In some ways it’s been stressful to be the one living in “grandma’s house”, because you know, this place holds a lot of memories and reminders of a by-gone era that at least some people expect you to preserve. That’s a lot of pressure. There, I said it. People have expectations and they’re disappointed when they’re not met.
Here’s the thing. It’s time to make grandma’s house our house. To really make it our home and to make it work for the way our family lives. We’ve shifted and made do and now it’s time to make it a place where we can fully utilize the space they way that works best for the way we have chosen to live our lives. That looks different from the life that my grandparents lived. It doesn’t make their life less or unimportant, because they lived it out the way they were meant to, the way that worked for that time and place. They made some radical decisions in their lifetime and had the courage to live out those decisions. Now it’s time for me to do that. This house served my grandparents well; now it’s time for it to serve us well.
My point today is not to convince anyone that it’s okay for us to remodel our house. My point is that so often we keep using something that is good enough, rather than giving that up for something better. When we are willing to let go of what was useful and serviceable for a long time so we can utilize something better, we are moving forward. I think being okay with the way things have always been is one of the easiest ways to miss out on better things that might be right at our fingertips.

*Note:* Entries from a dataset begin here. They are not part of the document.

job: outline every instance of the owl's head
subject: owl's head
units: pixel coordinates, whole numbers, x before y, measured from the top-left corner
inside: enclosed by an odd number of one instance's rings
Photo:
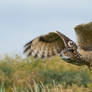
[[[64,50],[61,51],[60,56],[66,60],[75,60],[79,53],[77,45],[73,41],[68,41]]]

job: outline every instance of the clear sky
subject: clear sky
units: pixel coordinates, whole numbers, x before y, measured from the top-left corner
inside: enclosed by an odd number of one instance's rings
[[[92,21],[92,0],[0,0],[0,55],[23,55],[34,37],[59,30],[76,41],[74,27]]]

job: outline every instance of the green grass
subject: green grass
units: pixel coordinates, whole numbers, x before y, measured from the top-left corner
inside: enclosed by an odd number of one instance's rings
[[[92,92],[92,72],[59,56],[35,60],[6,55],[0,58],[0,92]]]

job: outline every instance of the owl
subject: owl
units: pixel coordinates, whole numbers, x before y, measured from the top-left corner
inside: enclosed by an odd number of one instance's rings
[[[92,22],[75,28],[77,43],[59,31],[34,38],[24,46],[24,53],[34,58],[49,58],[57,54],[68,63],[87,65],[92,62]]]

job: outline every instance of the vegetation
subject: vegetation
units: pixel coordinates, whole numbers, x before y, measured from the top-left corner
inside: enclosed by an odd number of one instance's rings
[[[92,92],[87,66],[49,59],[0,57],[0,92]]]

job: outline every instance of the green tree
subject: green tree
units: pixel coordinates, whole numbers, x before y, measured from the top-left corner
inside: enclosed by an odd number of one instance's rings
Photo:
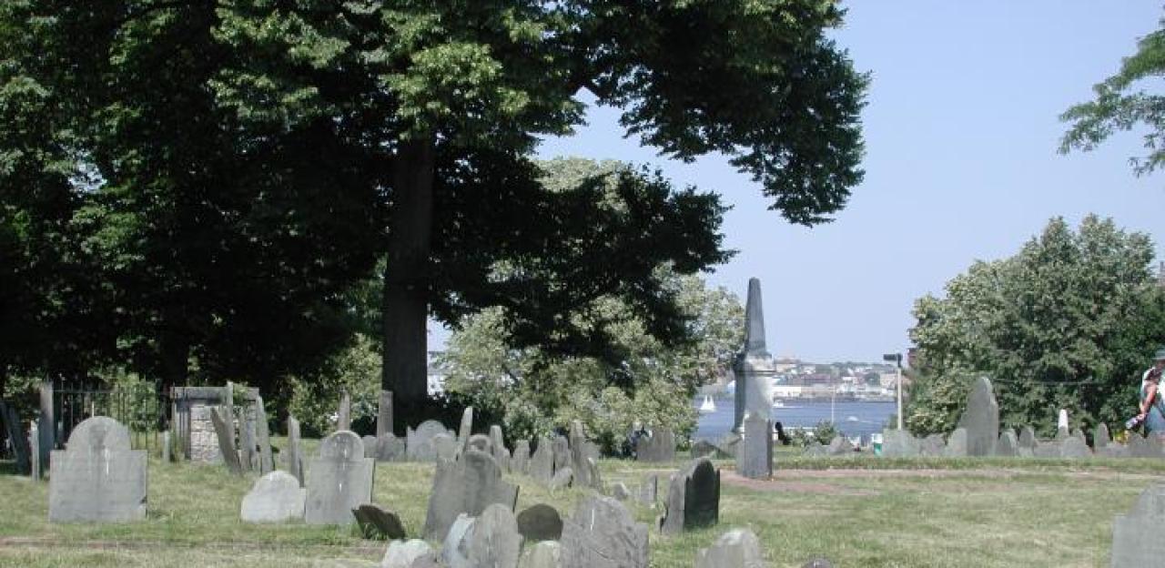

I started writing this piece a day or two ago, and then a friend posted this quote on Facebook (thanks, Joe):
“Anything you cannot relinquish when it has outlived its usefulness possesses you, and in this materialistic age a great many of us are possessed by our possessions.” –Peace Pilgrim
I believe this is true of much more than our material possessions. Our material possessions may be where it’s most obvious, but I think this also holds true in our spiritual lives and dare I say even in our churches. We get so married to how we’ve always known things to be that we can’t even see the new possibilities on the horizon. We can’t see that laying down what was good and served us well for a long time could be the foundation for something even better and more true to what is needed for the present and also for the future. As Luke, another friend, has said many times, “Good is the enemy of best.”
So, how is it for you? Do you find it easy to let go of the good to embrace what is better?Are you spending your time repairing and maintaining what used to be good and useful, or are you building for the future? How do you honor the past while building for the future? How do you make this time and space your time and space?